Nagoda did a lot of field work to analyze samples. She told NBC 7 Investigates, “the main puzzle was why were we finding in remote areas we considered pristine?”

She reviewed the data and noticed a pattern. In doing so, she was able to confirm and solve the mystery of the caffeine showing up in those “pristine areas.” The discovery?

“Where there was high recreational use we found caffeine hits. When there wasn't, we didn't find them,” Nagoda said.

In other words, she found the cause of the caffeine was people enjoying the outdoors, hiking, fishing or horseback riding, relieving themselves along the trails, sometimes directly into streams and lakes she suspects.

While it’s important for people to recreate “we don’t want them to destroy the habitat," Nagoda said.

“Animals live in the stream, maybe the caffeine is okay in your body but it’s not okay for the bugs,” which live at the bottom of the stream, she said.
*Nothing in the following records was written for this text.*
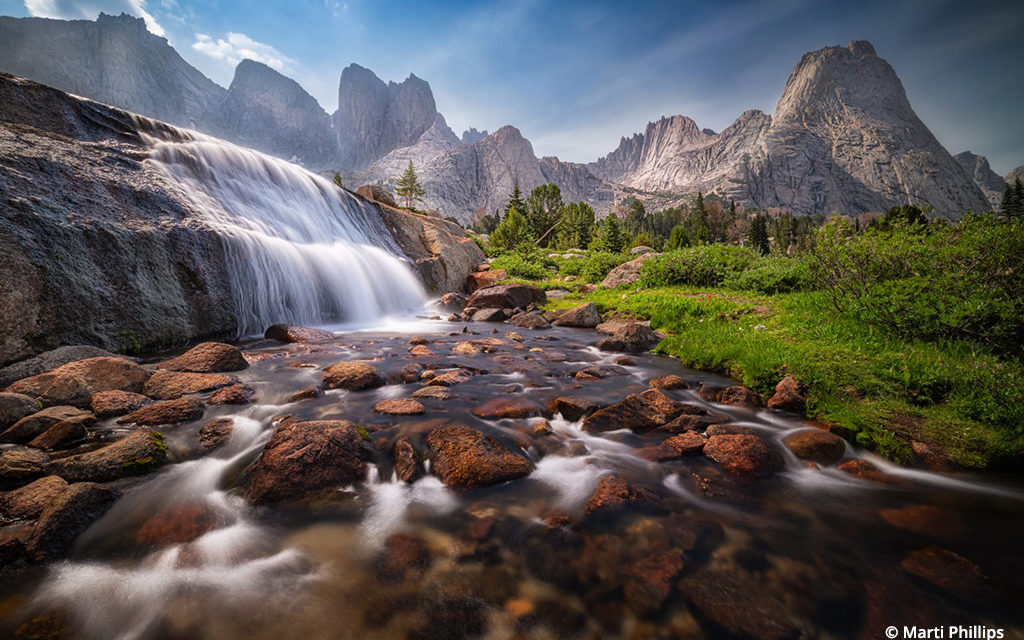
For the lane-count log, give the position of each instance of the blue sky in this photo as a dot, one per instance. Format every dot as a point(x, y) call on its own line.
point(574, 77)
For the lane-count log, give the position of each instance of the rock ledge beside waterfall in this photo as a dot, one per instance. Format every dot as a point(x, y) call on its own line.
point(103, 249)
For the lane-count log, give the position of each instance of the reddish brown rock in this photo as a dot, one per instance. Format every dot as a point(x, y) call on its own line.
point(71, 513)
point(407, 461)
point(451, 378)
point(788, 396)
point(238, 393)
point(739, 605)
point(614, 493)
point(669, 382)
point(75, 383)
point(403, 553)
point(573, 408)
point(638, 412)
point(305, 457)
point(60, 435)
point(215, 432)
point(650, 580)
point(352, 376)
point(35, 425)
point(207, 357)
point(113, 403)
point(816, 445)
point(585, 315)
point(465, 458)
point(29, 502)
point(178, 524)
point(138, 453)
point(744, 456)
point(739, 395)
point(166, 413)
point(399, 407)
point(507, 407)
point(507, 296)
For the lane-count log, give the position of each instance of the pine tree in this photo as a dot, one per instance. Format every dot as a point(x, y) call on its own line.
point(515, 200)
point(409, 186)
point(609, 236)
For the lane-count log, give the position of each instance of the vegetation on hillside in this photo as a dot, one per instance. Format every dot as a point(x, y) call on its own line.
point(902, 329)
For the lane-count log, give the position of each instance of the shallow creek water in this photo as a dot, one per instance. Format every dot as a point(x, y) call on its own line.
point(808, 553)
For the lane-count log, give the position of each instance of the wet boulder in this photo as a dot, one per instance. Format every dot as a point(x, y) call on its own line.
point(352, 376)
point(304, 457)
point(207, 357)
point(76, 382)
point(507, 407)
point(507, 296)
point(532, 320)
point(35, 425)
point(738, 395)
point(613, 493)
point(29, 502)
point(166, 413)
point(632, 337)
point(68, 516)
point(113, 403)
point(638, 412)
point(169, 385)
point(788, 396)
point(13, 407)
point(238, 393)
point(466, 458)
point(399, 407)
point(296, 334)
point(744, 456)
point(584, 315)
point(138, 453)
point(816, 445)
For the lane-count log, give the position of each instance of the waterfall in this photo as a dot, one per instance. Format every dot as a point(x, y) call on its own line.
point(299, 250)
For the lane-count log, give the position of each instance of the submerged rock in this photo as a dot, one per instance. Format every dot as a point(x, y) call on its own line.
point(465, 458)
point(75, 383)
point(352, 376)
point(305, 457)
point(294, 333)
point(138, 453)
point(638, 412)
point(207, 357)
point(744, 456)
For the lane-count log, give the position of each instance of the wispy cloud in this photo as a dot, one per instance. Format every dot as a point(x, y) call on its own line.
point(89, 9)
point(236, 47)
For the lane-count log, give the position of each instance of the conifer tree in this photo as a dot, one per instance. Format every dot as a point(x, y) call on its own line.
point(409, 186)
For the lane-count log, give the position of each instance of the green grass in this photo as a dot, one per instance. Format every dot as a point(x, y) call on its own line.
point(953, 396)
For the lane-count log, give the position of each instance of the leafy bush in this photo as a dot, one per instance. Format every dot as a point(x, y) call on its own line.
point(707, 265)
point(772, 275)
point(930, 282)
point(518, 265)
point(598, 263)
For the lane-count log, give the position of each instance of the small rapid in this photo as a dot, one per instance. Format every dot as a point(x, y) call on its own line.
point(298, 249)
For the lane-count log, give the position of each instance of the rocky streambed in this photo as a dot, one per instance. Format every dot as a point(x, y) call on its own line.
point(520, 477)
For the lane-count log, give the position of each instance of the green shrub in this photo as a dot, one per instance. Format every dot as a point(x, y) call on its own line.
point(707, 265)
point(529, 267)
point(772, 275)
point(936, 282)
point(598, 263)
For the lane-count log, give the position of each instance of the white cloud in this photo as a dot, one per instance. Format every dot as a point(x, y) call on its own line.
point(89, 9)
point(237, 47)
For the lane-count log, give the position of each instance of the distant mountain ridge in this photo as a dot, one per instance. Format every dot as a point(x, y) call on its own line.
point(843, 138)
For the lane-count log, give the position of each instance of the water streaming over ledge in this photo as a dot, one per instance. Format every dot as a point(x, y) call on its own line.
point(299, 250)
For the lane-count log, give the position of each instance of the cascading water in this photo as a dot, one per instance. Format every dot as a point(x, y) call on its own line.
point(299, 250)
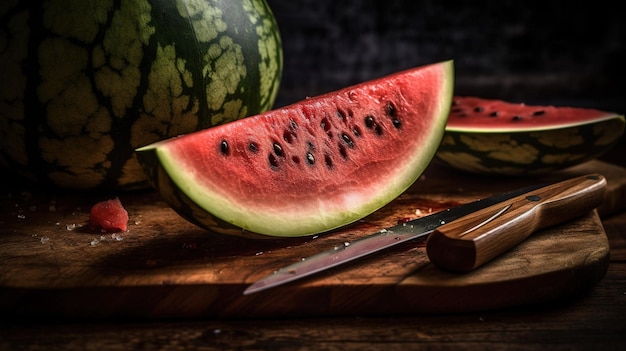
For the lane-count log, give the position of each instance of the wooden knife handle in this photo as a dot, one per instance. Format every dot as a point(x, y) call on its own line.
point(472, 240)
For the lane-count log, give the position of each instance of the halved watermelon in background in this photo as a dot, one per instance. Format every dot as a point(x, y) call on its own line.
point(502, 138)
point(309, 167)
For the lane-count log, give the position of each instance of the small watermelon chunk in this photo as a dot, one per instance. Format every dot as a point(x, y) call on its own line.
point(109, 215)
point(496, 137)
point(309, 167)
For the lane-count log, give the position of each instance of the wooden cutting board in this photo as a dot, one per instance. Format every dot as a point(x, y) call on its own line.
point(51, 265)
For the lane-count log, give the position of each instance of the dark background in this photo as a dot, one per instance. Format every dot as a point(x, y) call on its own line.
point(538, 52)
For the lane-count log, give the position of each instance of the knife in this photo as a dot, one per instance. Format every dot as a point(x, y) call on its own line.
point(464, 237)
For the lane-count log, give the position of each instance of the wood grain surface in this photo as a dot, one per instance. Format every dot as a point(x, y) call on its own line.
point(52, 265)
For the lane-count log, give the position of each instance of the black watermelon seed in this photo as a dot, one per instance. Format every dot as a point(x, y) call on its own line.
point(273, 161)
point(346, 139)
point(288, 136)
point(379, 129)
point(224, 147)
point(539, 113)
point(325, 125)
point(369, 121)
point(328, 161)
point(253, 147)
point(341, 115)
point(310, 158)
point(390, 110)
point(278, 150)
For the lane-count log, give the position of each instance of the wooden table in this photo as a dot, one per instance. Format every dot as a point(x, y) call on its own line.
point(595, 320)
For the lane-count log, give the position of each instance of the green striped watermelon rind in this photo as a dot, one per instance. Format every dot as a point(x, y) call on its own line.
point(86, 85)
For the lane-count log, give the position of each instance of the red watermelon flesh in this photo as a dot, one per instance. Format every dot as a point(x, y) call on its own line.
point(109, 216)
point(473, 114)
point(310, 167)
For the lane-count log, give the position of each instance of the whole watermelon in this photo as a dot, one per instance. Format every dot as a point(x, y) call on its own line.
point(86, 82)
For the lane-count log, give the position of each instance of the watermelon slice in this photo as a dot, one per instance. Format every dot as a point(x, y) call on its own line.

According to Nagoda, the bugs supply the food for fish and other life in and around the water systems that drain to major rivers and the ocean in our region.

One proposed solution is restroom facilities at popular trail locations.

The water board’s Senior Environmental Scientist Chad Loflen sent a letter of support for a United States Forest Service project for the popular Three Sisters Falls to provide, among other things, restroom facilities at the trailhead. In the letter, he noted the nearest public restroom was thirty minutes away by car.